# CS 363M Machine Learning Project

## Authors
- Hudson Gould (HAG929)
- Cristian Cantu (cjc5844)
- Diego Costa (dc48222)
- Dylan Dang (dad4364)

## Background



In this project, we want to predict wether or not a given baseball pitch will be a home run or not. This is an interesting problem because it could be used to better predict the outcomes of baseball games in advance (at least in terms of number of homeruns). Alternatively, one can calculate the probability of a given pitch being a home run *during* the pitch itself (though the outcome will be evident seconds after).

To do this, we are using data from the UT Baseball 2024 Season. Our dataset contains data from every single pitch during UT home games, taken from a TrackMan brand detection machine which tracks and records 3D characteristic of a baseball in motion.

We want to use this data to predict whether a given pitch will be a home run or not. We will use information such as the pitch velocities, runs scored, and other pitch information to predict this. This ML problem is especially interesting, as it suffers from a massive imbalance of classes - far more of the pitches are NOT homeruns, compared to those that are. (Reminiscent of the "predicting credit card fraud" problem). This means that our data will have to be carefully pruned and our modeling techniques must be jucicious to avoid a too-high false negative rate.



## Data Preparation

### Import packages

In [None]:
import pandas as pd
import matplotlib.pyplot as plt
import numpy as np
import scipy.stats as spstats
import seaborn as sns
import pandas as pd
%matplotlib inline

### Data Cleaning

##### Print the head of the data as a cursory look

In [None]:
data = pd.read_csv('data.csv')

#Print the head of the data
print(data.head())

print(data.shape)

One notable feature of this data is the enourmous amount of rows - 1.5 Million! Looking at the first column "game_id", we in fact see that multiple other schools are represented in this dataset, since we see names of schools that are not Texas or it's opponent on a given day (for example, the head of this data shows a game from High Point University v Not Texas). 

For this reason, an easy first step is to remove all the rows not containing "Texas" in the first column, to give us a pruned dataset of ONLY Texas home games. We choose to ignore the Away games, as garnering insights to get a better home field advantage is better than trying to analyze our performance at 6 different other school's fields.

In [None]:
texas_data = data[data['game_id'].str.contains("Texas", na=False)]

texas_data.to_csv("texas_data.csv", index=False)

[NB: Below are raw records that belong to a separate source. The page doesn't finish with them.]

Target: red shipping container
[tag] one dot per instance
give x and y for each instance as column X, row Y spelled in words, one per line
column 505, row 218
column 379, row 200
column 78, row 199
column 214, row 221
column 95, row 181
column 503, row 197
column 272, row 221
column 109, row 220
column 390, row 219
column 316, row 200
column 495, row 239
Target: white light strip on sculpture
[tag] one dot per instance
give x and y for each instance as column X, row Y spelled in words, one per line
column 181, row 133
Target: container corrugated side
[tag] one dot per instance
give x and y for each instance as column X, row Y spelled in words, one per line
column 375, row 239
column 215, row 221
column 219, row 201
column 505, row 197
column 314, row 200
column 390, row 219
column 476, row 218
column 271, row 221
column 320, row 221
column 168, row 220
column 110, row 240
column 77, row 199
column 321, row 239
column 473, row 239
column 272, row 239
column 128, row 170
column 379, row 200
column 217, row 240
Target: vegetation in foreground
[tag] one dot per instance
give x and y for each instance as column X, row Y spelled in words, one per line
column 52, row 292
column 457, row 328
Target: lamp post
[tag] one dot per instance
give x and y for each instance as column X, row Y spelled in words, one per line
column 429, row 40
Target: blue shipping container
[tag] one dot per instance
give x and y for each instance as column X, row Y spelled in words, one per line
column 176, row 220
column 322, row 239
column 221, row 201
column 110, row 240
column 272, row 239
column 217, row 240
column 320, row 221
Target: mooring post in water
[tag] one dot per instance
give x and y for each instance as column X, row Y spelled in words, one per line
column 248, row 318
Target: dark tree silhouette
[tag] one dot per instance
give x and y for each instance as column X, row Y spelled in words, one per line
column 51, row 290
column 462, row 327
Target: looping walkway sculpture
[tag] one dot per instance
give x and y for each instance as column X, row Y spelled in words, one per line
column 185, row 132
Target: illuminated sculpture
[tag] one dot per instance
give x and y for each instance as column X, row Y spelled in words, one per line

Now that we have our texas_data.csv, we can proceed with our analysis from here!

In [None]:
texas_data = pd.read_csv("texas_data.csv")

print(texas_data.head())

print("Shape of the data: ", end="")
print(texas_data.shape)

num_rows = texas_data.shape[0]

#Figure out how many games this represents
num_games = texas_data['game_id'].nunique()
print("This data represents "+str(num_games)+" games")
print("This means there were an average "+str(num_rows/num_games)+" pitches per game")

After reducing our dataset to only the Texas home games, our dataset has a much more manageable 10230 rows. 

Now we want to take a more in-depth look at all of our features and use both logic and analytical methods to identify features which are not useful and then remove them as part of our feature engineering step. For this purpose, it is crucially important to understand what exactly the 77 given features are exactly.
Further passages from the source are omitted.